An Avish of Sorts

January 14, 2012

Everything Is Smelly

I keep seeing this kind of descriptions in code and in design reviews:

// Contains all the logic for handling Products public class ProductsService { ... }

To me, they looks like this:

Clean ALL the things!

That is, while these attempts are backed by good intentions, they are ultimately doomed to fail and get us farther from the stated goal of cleanliness.

My impression is that “all the things about X” classes are a misguided attempt at increasing cohesion: putting closely-related things together. Or put more formally:

In computer programming, cohesion is a measure of how strongly-related or focused the responsibilities of a single module are.

This Is Not Cohesion

Now, cohesion in itself is a worthy value in design, and is a major element in my “Shift-Deletable Feature” design philosophy (that’s another post for another day). And surely, “all the logic for handling products” is strongly-related: after all, it all deals with handling products. Right?

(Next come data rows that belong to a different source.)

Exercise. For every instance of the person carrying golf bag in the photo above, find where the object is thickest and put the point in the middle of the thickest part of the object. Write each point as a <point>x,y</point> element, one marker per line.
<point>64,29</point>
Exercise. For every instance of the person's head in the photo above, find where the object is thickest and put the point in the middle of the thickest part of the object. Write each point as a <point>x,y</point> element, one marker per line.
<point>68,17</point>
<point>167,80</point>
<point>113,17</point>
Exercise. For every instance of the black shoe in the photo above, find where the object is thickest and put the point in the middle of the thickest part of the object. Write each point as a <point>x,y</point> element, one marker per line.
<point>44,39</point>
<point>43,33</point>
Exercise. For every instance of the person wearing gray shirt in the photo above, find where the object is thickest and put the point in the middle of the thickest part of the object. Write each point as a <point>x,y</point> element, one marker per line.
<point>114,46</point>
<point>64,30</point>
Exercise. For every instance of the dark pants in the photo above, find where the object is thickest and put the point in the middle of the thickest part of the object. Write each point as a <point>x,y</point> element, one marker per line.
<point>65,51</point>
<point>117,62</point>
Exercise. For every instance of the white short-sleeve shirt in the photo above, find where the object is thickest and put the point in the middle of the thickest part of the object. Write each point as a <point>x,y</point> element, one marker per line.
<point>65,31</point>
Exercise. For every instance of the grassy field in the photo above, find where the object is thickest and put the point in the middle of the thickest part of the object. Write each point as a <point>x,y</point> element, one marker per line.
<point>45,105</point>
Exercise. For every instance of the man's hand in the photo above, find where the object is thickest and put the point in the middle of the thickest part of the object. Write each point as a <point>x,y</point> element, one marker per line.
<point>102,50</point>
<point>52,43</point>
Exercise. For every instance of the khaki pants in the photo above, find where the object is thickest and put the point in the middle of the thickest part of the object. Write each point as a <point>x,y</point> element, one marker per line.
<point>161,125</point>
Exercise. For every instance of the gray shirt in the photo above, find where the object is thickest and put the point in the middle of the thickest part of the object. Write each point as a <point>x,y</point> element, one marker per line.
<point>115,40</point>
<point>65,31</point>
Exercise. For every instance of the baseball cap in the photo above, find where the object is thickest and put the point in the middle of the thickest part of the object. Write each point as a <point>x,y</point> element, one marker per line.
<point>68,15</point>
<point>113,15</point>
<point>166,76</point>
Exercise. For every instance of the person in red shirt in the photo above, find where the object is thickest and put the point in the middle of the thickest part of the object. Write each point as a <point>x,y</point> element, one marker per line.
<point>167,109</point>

Well, not really. When we use “all”, and its close friend “everything”, in a class’s description, we usually imply a grouping together of different things, with a single common shared trait or relation between them. If that group of things was cohesive, there would be a better description for it that doesn’t use such foul language. Having to use “all” or “everything” has that familiar, sour smell of an SRP violation, which is closely related to (but not entirely the same as) lack of cohesion.

How Our Need of Structure Impairs Our Design

So why do we keep doing this? Sometimes we don’t know better (and it doesn’t help that new programmers are sometimes taught that this is a good way to structure code), but sometimes we’re misled to think it’s a good idea because it feels organized. Grouping together all the things that have to do with something, as broad as it may be, appeals to our inner nerd’s sense of organization and structure.

In real life, this behavior is justified: putting all those papers and bills and receipts and coconut-scented plastic trees together in an “all the things that relate to the car” folder makes perfect sense. This way, when we need something related to the car, we just have to look through that folder to find it.

But code doesn’t work that way. We don’t organize code just so it’ll be easy to find; we also try to make it easy to change, which is far harder. To achieve this, we need a Separation of Concerns approach, not a Grouping of Loosely-Related Stuff one. Uncle Bob’s alternative wording of the SRP comes in handy here: “A class should have one and only one reason to change”. If a class handles “all the things” that have to do with something, then by definition it has all those reasons to change.

There’s nothing inherently wrong with putting somewhat-related things in the same container; but if we really want to make it easy for us to find things and be able to change one concern without affecting others, then we need to keep on nesting smaller and smaller containers until we reach a single container per concern.

In code, those single-concern containers are classes. For everything else, we have namespaces, folders, projects, packages or whatever your language of choice provides to satisfy your inner organizational urge.

So, whenever I see “all” or “everything” used in a class’s description, I get suspicious and start asking some hard questions.

The comic behind this image is way better than this post, you should totally read it.

August 27, 2011

Code is Made of Words

I recently had to fish around in some old code and stumbled upon this:

categories.remove(0L); // remove 0 from categories

Wow, thanks dude. If you hadn’t told me, I would’ve spent hours trying to understand what this line does. With the comment, it’s all clearer. Right?

Alright, calm down. This is obviously the wrong kind of comment, and in fact, there shouldn’t be a comment here in the first place. But I’m getting ahead of myself. Let’s cool off a little with a flashback.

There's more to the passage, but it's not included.